Efficient Fixed Income comment - Sep 12 - Fund Manager Comment25 Oct 2012
Efficient Select has been calling for a downgrade of South Africa by the rating agencies for some time. Experience has taught us that bonds lose ground after quantitative easing in the United States. We have all expected that upon the inclusion of South Africa in the World Government Bond Index there would be a sell off of bonds. Finally, we have known that headed into the party conference there is a higher risk of political news negatively influencing the South African markets. Not in our worst of scenarios would we have expected all four of the major icebergs to strike the South African financial markets in the same calendar month. September will be remembered as the month where defensive strategies prospered.

It is therefore gratifying to report back to our investors that your Fixed Income Fund generated a return of 0.57% for the month of September. This is once again in excess of the benchmark and also ranks favourably against a number of competitors.

We believe that the world will continue in its low growth phase for a while. The United States has plunged into the third round of quantitative easing (which means inflation and dollar hedges are smart investments). We continue to hold our view that a further (and probably final) interest rate cut is warranted in South Africa. We have a rate cut 'penciled in' for November 2012 though there is a risk it will only arrive in early 2013.
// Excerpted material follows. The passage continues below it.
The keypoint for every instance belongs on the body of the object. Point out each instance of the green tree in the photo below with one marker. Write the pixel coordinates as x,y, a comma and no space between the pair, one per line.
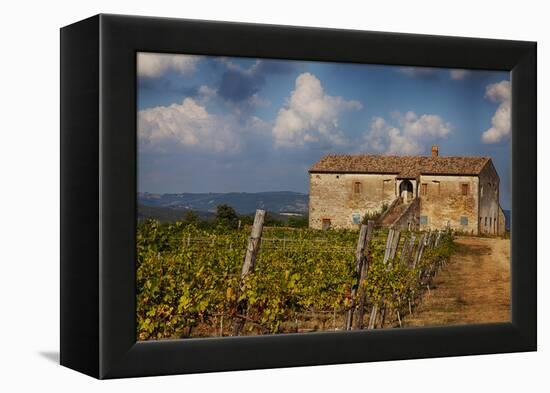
226,216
Based on our expectations, we see value in longer dated inflation linked bonds and also shorter dated fixed rate bonds. We will start to reduce the size of our United States Dollar and British Pound positions if we see further rand weakness.
Efficient Fixed Income comment - Jun 12 - Fund Manager Comment30 Jul 2012
In the last month, we have seen a shift in the market towards trading and pricing assets on the hope of further stimulus. The United States Federal Reserve obliged with an extension (to December) of the Operation Twist program, whereby long dated bonds are bought back, financed by short-term debt. Unfortunately the markets saw this as a half measure and have already disregarded it.

Financial markets are demanding that the United States provide us with quantitative easing for the third time (QE3) by printing money. Unfortunately, this will both increase inflation and devalue the dollar, so the Federal Reserve is somewhat reluctant. Therefore we will be caught in this tug of war between the United States Federal Reserve and the financial markets until one side gives in. History has taught us that when a country goes to war with the financial markets the financial markets usually win. Therefore, we are positioning ourselves for further quantitative easing, although we acknowledge that this is not imminent. More likely, our portfolios will continue to benefit from the market rallies on the back of news that is perceived to advance the next dose of quantitative easing.

We have reacted to this environment by increasing the duration of the portfolio. The portfolio will now benefit from any news that is considered to increase the likelihood of QE3. We see this as a lower risk strategy in the current environment with foreign investors continuing to provide good price support for our market. This enabled us to provide a solid return in June and has provided us with a good start to July.